Après le Zimbabwe, le Soudan. A quelques semaines d'intervalle, deux dirigeants africains mis en cause sur la scène internationale pour des crises, et des crimes, qui frappent en premier lieu leurs populations appellent leurs pairs à leur secours, constate le quotidien Le Monde, dans son éditorial du 15 juiullet 2008.
Robert Mugabe, le président zimbabwéen, a pu compter sur la solidarité continentale, au sein de plusieurs organisations, notamment l'Union africaine (UA), pour se protéger. Mais des voix africaines discordantes, lassées de son entêtement à se maintenir au pouvoir à tout prix, fût-ce en ruinant son pays, commencent à émerger. […]
Omar Al-Bachir, son homologue soudanais, est le premier président en exercice mis en cause par la Cour pénale internationale (CPI). Il l'est sur la base d'accusations présentées […] par le procureur de la CPI, Luis Moreno-Ocampo, pour son rôle dans la tragédie du Darfour. […]

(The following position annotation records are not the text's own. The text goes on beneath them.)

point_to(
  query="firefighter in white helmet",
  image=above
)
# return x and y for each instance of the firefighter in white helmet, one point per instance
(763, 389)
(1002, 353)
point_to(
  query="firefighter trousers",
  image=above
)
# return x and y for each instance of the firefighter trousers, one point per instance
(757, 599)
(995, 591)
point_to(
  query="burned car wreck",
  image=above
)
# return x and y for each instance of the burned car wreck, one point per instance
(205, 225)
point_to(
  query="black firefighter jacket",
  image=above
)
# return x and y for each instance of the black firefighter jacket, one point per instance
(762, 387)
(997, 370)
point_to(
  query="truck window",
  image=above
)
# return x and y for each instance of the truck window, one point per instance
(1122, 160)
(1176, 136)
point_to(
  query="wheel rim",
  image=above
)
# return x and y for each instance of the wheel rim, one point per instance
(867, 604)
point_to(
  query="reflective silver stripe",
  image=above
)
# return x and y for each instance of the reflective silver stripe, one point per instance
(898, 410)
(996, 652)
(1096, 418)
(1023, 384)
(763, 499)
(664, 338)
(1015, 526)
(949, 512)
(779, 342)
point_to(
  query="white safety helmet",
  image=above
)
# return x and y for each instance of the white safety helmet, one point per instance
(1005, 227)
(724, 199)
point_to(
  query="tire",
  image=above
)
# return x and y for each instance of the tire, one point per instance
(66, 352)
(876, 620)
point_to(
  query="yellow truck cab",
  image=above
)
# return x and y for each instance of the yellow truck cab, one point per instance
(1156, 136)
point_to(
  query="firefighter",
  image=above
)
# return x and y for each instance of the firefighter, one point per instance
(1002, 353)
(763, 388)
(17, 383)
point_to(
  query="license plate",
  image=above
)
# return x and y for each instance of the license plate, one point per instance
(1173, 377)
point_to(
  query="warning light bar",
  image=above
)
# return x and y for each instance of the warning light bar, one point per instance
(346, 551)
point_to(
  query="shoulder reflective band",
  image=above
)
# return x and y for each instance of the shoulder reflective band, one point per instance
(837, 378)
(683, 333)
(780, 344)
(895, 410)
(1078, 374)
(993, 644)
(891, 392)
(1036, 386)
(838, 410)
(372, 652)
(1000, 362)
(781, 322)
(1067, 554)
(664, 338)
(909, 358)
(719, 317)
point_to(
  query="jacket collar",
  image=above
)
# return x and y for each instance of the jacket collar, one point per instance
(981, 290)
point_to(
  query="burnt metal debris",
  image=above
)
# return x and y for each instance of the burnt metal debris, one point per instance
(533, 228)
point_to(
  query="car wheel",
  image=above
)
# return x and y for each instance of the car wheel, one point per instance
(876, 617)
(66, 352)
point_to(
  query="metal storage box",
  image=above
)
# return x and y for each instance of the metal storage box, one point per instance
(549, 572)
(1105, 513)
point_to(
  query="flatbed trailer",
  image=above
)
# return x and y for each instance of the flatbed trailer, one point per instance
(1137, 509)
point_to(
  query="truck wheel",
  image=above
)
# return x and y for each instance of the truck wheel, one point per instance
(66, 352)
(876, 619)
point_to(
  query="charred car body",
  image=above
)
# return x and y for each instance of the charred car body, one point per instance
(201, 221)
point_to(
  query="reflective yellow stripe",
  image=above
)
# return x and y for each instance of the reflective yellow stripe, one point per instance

Le président Al-Bachir compte sur des réflexes d'autodéfense pour que l'UA et la Ligue arabe s'emploient à torpiller une éventuelle action de la CPI. Les premiers résultats sont déjà visibles. Hisham Youssef, chef du bureau du secrétaire général de la Ligue arabe, a enjoint la CPI de "ne pas politiser" son action et de ne pas s'immiscer dans les affaires intérieures soudanaises, contestant ainsi la légitimité de la juridiction, désignée en filigrane comme le bras judiciaire des pays occidentaux. Une réunion de la direction de l'UA s'est conclue, elle, par un communiqué rappelant "la préoccupation de l'UA face à la mise en accusation abusive de dirigeants africains".
Pourtant, tous savent à quel point Omar Al-Bachir est coupable. La dignité serait pour la Ligue comme pour l'UA de se désolidariser de ceux qui humilient et martyrisent l'Afrique et le monde arabe. Le Monde, Paris, 15 juillet 2008.
CHRONOLOGIE | 25 JANVIER 2005. Une commission d'enquête, mandatée par le Conseil de sécurité des Nations unies, estime que des crimes contre l'humanité sont commis au Darfour et dresse une liste de 51 responsables.
31 MARS. Le Conseil de sécurité saisit le procureur de la Cour pénale internationale (CPI) sur les crimes commis au Darfour. Le président soudanais Ahmad Al-Bachir affirme qu'il ne livrera aucun Soudanais à "une cour étrangère".
1ER JUIN. Le procureur de la CPI ouvre une enquête sur le Darfour pour les crimes commis depuis le 1er juillet 2002.
14 JUIN 2006. Le procureur informe le Conseil de sécurité des problèmes de protection des témoins et de sécurité. Il précise que ses enquêtes sont conduites hors du Darfour.
27 FÉVRIER 2007. Le procureur demande aux juges d'assigner ou de délivrer des mandats d'arrêt à l'encontre d'Ahmad Muhammad Harun, ancien ministre de l'intérieur du gouvernement soudanais, et d'Ali Muhammad Ali Abd-Al-Rahman, l'un des commandants des milices "janjawid" alliées aux forces gouvernementales.